Great products are the result of people and teams working together effectively. Communication is key to making this a reality.

In this 3-part blog series, I’ll be sharing some lessons I’ve learned from my past working experiences, how to successfully improve communication, who to involve and when, and some other useful tips. Stay tuned.

Lessons Learned:

Share anything you know that might be useful to the rest of the team

This first lesson comes from a few years ago when I worked with a small startup based here in London, Adio, where I was the Product Manager. Our team consisted of myself, a few developers, a CTO, a brilliant CEO and a small social media team. Every day at 10 am, we’d have a team standup (catchup) and there is one particular day that always sticks with me. Not sharing an important insight that I obtained during the design process from a few weeks before, ended up coming back to bite me. Because I hadn’t shared this with the team, especially the developers, it resulted in us wasting a lot of time and resources and led to some difficult conversations – captured perfectly by this tweet from our CEO that morning.

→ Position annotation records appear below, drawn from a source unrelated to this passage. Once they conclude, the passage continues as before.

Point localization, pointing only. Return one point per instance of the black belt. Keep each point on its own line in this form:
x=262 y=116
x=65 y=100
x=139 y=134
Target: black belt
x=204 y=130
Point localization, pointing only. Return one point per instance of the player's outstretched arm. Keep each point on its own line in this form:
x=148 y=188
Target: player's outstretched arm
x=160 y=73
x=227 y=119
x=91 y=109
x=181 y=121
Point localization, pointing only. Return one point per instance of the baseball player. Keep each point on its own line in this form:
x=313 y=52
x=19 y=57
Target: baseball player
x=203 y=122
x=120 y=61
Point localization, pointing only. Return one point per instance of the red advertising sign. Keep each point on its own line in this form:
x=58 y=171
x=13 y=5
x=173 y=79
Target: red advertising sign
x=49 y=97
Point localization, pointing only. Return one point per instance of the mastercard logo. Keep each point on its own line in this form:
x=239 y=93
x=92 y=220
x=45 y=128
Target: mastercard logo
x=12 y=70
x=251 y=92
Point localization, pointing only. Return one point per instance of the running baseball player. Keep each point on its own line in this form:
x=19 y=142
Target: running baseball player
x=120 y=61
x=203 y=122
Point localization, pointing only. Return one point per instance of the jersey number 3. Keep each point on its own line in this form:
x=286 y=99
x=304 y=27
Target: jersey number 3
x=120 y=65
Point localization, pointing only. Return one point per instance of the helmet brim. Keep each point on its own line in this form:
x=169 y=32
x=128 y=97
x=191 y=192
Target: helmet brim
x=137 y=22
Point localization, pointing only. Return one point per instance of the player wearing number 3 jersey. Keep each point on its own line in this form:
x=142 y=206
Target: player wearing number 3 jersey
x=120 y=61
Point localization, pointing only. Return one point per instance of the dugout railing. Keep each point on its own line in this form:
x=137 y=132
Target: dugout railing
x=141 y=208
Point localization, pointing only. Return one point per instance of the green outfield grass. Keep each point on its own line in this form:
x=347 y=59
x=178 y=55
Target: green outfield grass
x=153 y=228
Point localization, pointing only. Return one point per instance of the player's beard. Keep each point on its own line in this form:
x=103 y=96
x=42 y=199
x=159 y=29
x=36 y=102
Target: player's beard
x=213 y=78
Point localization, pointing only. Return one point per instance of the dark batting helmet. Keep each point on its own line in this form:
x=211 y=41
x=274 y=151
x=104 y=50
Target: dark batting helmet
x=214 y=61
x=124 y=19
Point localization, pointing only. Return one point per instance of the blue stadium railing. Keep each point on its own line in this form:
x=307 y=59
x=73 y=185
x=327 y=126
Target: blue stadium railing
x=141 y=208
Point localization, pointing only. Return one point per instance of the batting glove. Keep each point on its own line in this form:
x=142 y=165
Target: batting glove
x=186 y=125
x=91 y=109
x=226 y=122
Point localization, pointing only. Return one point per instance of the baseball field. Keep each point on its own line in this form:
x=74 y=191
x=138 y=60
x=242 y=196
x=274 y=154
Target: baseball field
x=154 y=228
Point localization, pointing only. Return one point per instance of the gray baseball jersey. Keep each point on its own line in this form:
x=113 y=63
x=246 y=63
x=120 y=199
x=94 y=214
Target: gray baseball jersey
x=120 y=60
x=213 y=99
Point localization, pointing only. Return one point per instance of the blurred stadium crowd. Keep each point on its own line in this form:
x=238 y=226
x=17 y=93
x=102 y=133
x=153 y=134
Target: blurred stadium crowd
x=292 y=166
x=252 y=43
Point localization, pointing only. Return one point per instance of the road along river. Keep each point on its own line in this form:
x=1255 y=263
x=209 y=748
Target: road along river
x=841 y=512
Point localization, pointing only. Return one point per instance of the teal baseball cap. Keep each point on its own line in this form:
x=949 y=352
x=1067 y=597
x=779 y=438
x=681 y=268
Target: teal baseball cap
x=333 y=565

Image for Part 1 - Amit Comms Blog

Literally, anything and everything that you feel might be important to the team, share it. Knowledge and insights that you gain through your work are critical to the progress made, and results produced, by your team. Good communication begins with you committing to sharing this information.

Get decision makers involved early in the design process

Also earlier this year, I was on the periphery of a small project and facilitated a one-day workshop for the design team, who were creating an internal news platform, to help them with the creation of their MVP. The output from that day allowed for a developer to come in and build something quite quickly, but when it was shown a few weeks later to a stakeholder they didn’t seem willing to put it out company-wide. Not having stakeholders present when the initial work was being discussed meant that when they saw the new platform (that had already then been developed and resources/time being used up) they didn’t see the need for it.